Brokenhearted, Orpheus followed Eurydice to the underworld and requested permission to take his wife back to the land of the living. Hades, Lord of the Underworld, agreed under the condition that Orpheus fulfill several duties. If successful, he could take Eurydice back to the world of the living provided he did not look back until they stood in the light of day.
Ever the hero, Orpheus fulfilled every task, fought every foe, and proved himself to be an all-around hero; however, once attaining the light of the living, Orpheus turned to look back. We don’t know exactly why he looked back–maybe Eurydice called his name, maybe he wanted one last look at the underworld, maybe he was looking to see whether his wife was safe. We only know that he looked back, and lost Eurydice forever: she was bound to return to the underworld.
After returning to the land of the living alone, Orpheus resumed his throne in Thrace, where Dionysos arrived shortly afterward to extend his cult. Loyal to Apollo, Orpheus refused to honor Dionysos and publicly proclaimed his loyalty to Apollo. In a fit of rage, Dionysos had his maenades tear Orpheus into pieces and threw the head of Orpheus into the river. The head of Orpheus, singing all the way, floated out to sea. It was eventually recovered, along with his lyre. The head of Orpheus was rather ironically placed in a grotto sacred to Dionysos, and the lyre in the temple of Apollo. Evidently annoyed by the singing, Apollo silenced the head of Orpheus. The Muses took the lyre from Apollo’s temple and transformed it into a heavenly constellation.
Based on the fundamentals of monomyth typology, one can see that Orpheus represents the whole individual, representing the essential elements of Joseph Campbell’s monomyth. Orpheus left the predictable world in which he lived and descended into the underworld. In symbolic terms, he was willing to go downward, underneath, into the unconscious, and confront the entire psyche without being overwhelmed by the psyche or by his own daring. Richard Hughes defines heroism beautifully as, “the unblinking meeting of one’s whole self and the capacity to be aware of, expressive of, and transformed by that meeting” (112).
In psychological terms, one might say that the hero explores the outer landscape, liberating something from the prison of the unknown; the artist explores the inner landscape and brings back images of what he has found there. Orpheus represents separation, descent, discovery, and return; the combination of his actions and his music make him a heroic artist.

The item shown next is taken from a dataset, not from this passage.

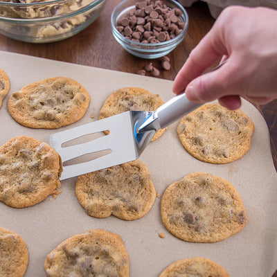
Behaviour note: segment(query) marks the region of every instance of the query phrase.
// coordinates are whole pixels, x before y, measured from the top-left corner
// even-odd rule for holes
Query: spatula
[[[189,101],[186,94],[181,93],[155,111],[125,111],[51,135],[50,145],[62,159],[63,172],[60,179],[137,159],[159,129],[165,128],[199,105]],[[106,130],[109,134],[105,136],[71,146],[62,146],[70,141]],[[89,161],[66,165],[77,157],[105,150],[109,150],[109,153]]]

Somewhere in the last day or so I read someone’s blog, and the author commented about going down Alice’s rabbit-hole. I like the imagery Lewis Carroll gave us in Alice in Wonderland, because the act of Alice going down the rabbit hole is very much a picture of the individual’s quest. One must go down the rabbit-hole and perceive that one is completely alone, perhaps even isolated from God or whatever one holds holy. The person has to be able to stand alone in order to be whole, just as God stands alone (I AM THAT I AM). When we go down into that lonely place and return alone but changed, we are like the heroic Orpheus. This is a metaphor for living whole.
Campbell, Joseph. The Hero with a Thousand Faces, Bollingen Series 17. Princeton, NJ: Princeton University Press, 1976.
Frye, Northrop. Anatomy of Criticism: Four Essays. Princeton, NJ: Princeton University Press, 1990.
Hughes, Richard E. The Lively Image: Four Myths in Literature. New York: Little, Brown, and Co., 1975.